Лида неуверенно кивнула, на что гость звонко хлопнул по ляжкам, подскочил и, вынув что-то завернутое в шуршащий целлофан из внутреннего кармана пиджака, протянул это что-то хозяйке.
— Разведете на стаканчик и проследите, чтобы выпила. И сразу звоните… Там жиш вон и телефончик имеется. Можете особо не спешить, соберитесь с духом, ткскзать. Ну, не буду вас больше отвлекать, Лидьсменна, любезно благодарю за чай, прощайте.
— Вот лекарства, мам. На, запей, — и Лида протянула матери дрожащими руками таблетки и стакан.
— А че руки дрожат, а, Лидка? — принимая стакан, Егоровна почувствовала дрожь в руках дочери. — Небось, отравить хочешь, паскуда, мать, — и выпила, не поморщась, поставила стакан на тумбочку.
— Мам, яичницу будешь?
— Пиздишницу! — да так и замерла, бельма завалились и упали вместе с башкой на сальную наволочку.
Лида не испытала ничего — ни облегчения, ни тоски, ни эха давно уже выдохшейся дочерней любви. Она знала, что это не конец, но и то, что будет дальше, ни пугало ее и не радовало. Только лишь и подумала, что надо звонить. И еще, что это кто-то другой за нее подумал.

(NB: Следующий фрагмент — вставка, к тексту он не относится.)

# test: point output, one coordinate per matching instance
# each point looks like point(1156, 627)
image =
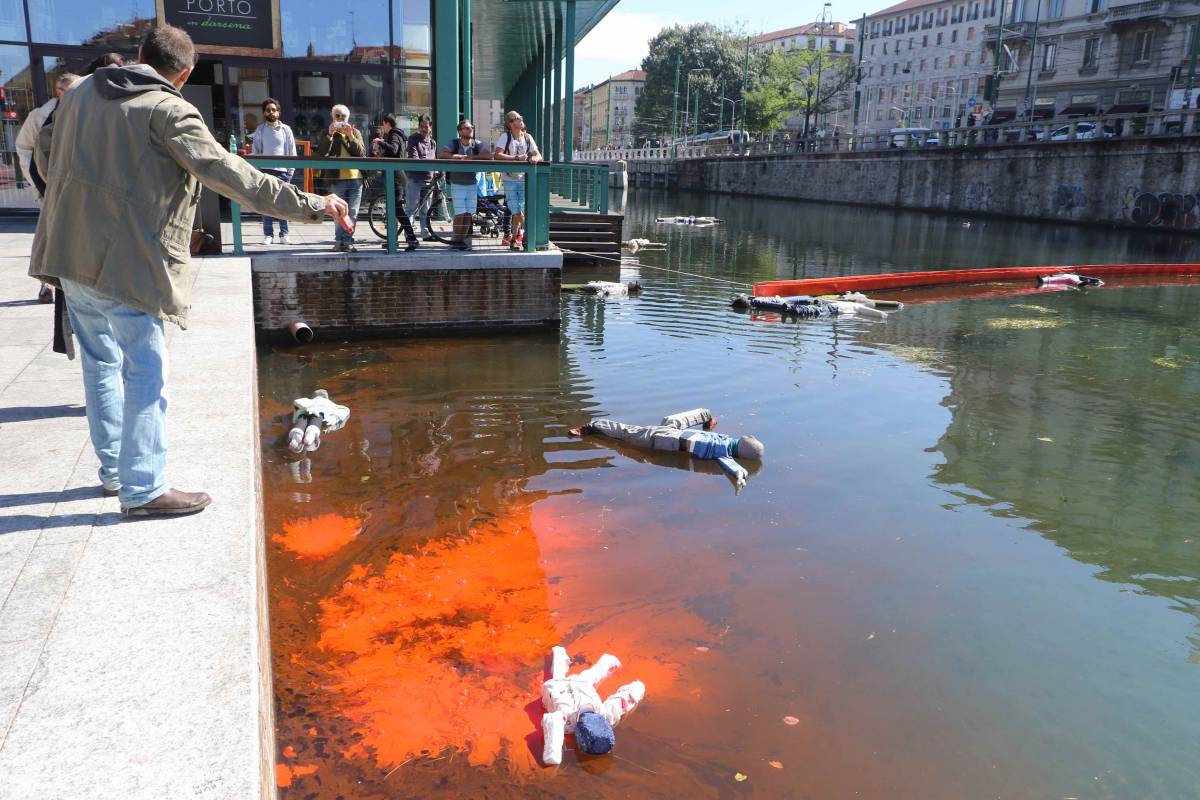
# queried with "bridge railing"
point(579, 187)
point(1111, 126)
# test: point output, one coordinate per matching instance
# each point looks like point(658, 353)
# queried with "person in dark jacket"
point(424, 146)
point(393, 145)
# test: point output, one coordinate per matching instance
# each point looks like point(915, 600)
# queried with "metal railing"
point(1177, 124)
point(580, 185)
point(537, 187)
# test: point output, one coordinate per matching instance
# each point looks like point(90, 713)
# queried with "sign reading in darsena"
point(223, 23)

— Пиздишнцу, пиздишнцу, пиздишнцу… — через минуту послышался шелестящий клекот из губ Егоровны.
Лида была предупреждена Сан Санычем о возможном возвращении речи у умерщвленной и не испугалась. Когда без неожиданностей — чему пугаться? Она подошла к телефону и не совсем еще унявшимися руками набрала номер — он лежал перед аппаратом так, как и лежал вчера, так, как она его вчера туда и положила.
— Я все сделала, — не представляясь, сказала Лида воображаемым вчера своим голосом.
— Да, спасибо, скоро будем, — не осведомившись о том, кто звонит, сказали на том конце линии так, точно так, как и было уже.
Лида села в кресло и, ужасаясь кристальной четкости в соответствии факта чаяньям, беззвучно и эталонно зарыдала в ладони.
Егоровна теперь видела хорошо пиздишнцей, отчего и сдавливала ее конвульсивно культями ног в частых приступах необъяснимой радости. Радость ей тоже вживили — должно же быть у трупа хоть что-то разумное, доброе, вечное?